Rechtmäßigkeit in Frage gestellt

Ungarisches Mediengesetz: EU-Kommission besorgt

Die Kritik an Ungarn zu Beginn der ungarischen Ratspräsidentschaft in der EU reißt nicht ab. Im Zentrum steht dabei das neue ungarische Mediengesetz, das einer von der Regierungspartei besetzten Behörde die Oberaufsicht über Zeitungen, Radio und Fernsehsender gibt. Auch die EU-Kommission in Brüssel äußert jetzt Zweifel an der Rechtmäßigkeit dieser Einrichtung.

Abendjournal, 03.01.2011

EU bezweifelt Unabhängigkeit

Die Europäische Kommission bezweifelt in aller Form die Unabhängigkeit der neuen ungarischen Medienaufsichtsbehörde, in der ausschließlich Vertreter der Regierungspartei sitzen.

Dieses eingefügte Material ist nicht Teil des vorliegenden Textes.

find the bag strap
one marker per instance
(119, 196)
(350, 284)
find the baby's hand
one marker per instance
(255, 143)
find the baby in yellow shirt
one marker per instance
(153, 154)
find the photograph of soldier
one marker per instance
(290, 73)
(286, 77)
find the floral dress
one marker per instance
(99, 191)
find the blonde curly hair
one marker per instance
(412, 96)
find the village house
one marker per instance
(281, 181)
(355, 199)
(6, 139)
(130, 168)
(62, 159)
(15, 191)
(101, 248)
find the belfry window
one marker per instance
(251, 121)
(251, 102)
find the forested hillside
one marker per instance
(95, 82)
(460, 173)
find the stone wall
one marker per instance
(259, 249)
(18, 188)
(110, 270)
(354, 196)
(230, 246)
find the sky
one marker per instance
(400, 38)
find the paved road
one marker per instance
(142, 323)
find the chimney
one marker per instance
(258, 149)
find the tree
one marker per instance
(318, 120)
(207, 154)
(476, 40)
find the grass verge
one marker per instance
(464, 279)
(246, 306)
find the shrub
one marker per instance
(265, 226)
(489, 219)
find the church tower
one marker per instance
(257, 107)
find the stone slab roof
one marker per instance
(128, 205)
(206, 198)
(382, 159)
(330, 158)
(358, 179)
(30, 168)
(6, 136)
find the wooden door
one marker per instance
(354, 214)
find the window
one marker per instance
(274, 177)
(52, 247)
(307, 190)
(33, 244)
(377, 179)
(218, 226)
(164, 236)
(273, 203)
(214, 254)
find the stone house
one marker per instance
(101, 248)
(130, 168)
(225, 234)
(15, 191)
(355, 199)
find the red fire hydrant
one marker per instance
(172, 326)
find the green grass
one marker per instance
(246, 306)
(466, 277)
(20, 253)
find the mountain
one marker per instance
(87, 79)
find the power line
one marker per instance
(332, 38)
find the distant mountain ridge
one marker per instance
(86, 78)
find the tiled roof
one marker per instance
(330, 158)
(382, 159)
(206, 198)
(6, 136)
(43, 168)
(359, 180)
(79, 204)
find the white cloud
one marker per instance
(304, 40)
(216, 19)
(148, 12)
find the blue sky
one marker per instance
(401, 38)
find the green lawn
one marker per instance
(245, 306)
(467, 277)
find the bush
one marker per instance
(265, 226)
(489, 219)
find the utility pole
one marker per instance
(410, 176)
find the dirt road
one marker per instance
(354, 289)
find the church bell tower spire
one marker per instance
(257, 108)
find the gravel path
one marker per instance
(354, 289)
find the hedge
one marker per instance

Nur regierungsunabhängige Medienbehörden sind jedoch in der EU erlaubt. Die zuständige Kommissarin Neelie Kroes hat der ungarischen Regierung diese Bedenken bereits Ende Dezember mitgeteilt, jetzt wartet man auf die detaillierte Antwort aus Budapest.

Streit auch über Unternehmenssteuer

Auch im Streit um eine Krisensondersteuer, die besonders ausländische Unternehmen trifft, sind Brüssel und Budapest über Kreuz, ausgerechnet zu Beginn des sechsmonatigen ungarischen Vorsitzes in der EU. Die Kommission untersucht, ob diese mit drei Jahren befristete Steuer einer verbotenen Diskriminierung nichtungarischer Investoren gleichkommt. Ein ungewöhnlich scharfer Protestbrief von 13 Konzernchefs, die Strafmaßnahmen gegen Ungarn fordern, verschärft den Druck.

Präsidentschaft überschattet

Die nationalkonservative Regierung Orban will hart bleiben und weist alle Zweifel als unbegründet zurück. Aber die europäische Kritik an Maßnahmen, die in der internationalen Presse als halbautoritär und nationalistisch zerpflückt werden, überschattet jetzt schon die erste Ratspräsidentschaft Ungarns in der EU. Ende der Woche sind alle 27 EU-Kommissare mit Kommissionspräsidenten Barroso zu Gast in Budapest. Der Disput über das ungarische Mediengesetz wird bei diesem normalerweise harmonisch inszenierten Treffen das wichtigste Thema sein. Kritik kam bereits von den Regierungen in Berlin, Prag und Luxemburg sowie von Europaabgeordneten.

Zufrieden nur Ice-T

Zufrieden ist nur der Rapper Ice-T, der einer kleinen ungarischen Radiostation wegen Gewaltverherrlichung in seinen Texten das erste Verfahren der umstrittenen Medienbehörde eingebrockt hat. I love it, freut sich der etwas aus der Mode gekommene amerikanische Rap-Sänger über den unerwarteten Werbeeffekt, die Welt habe offensichtlich noch immer Angst vor ihm.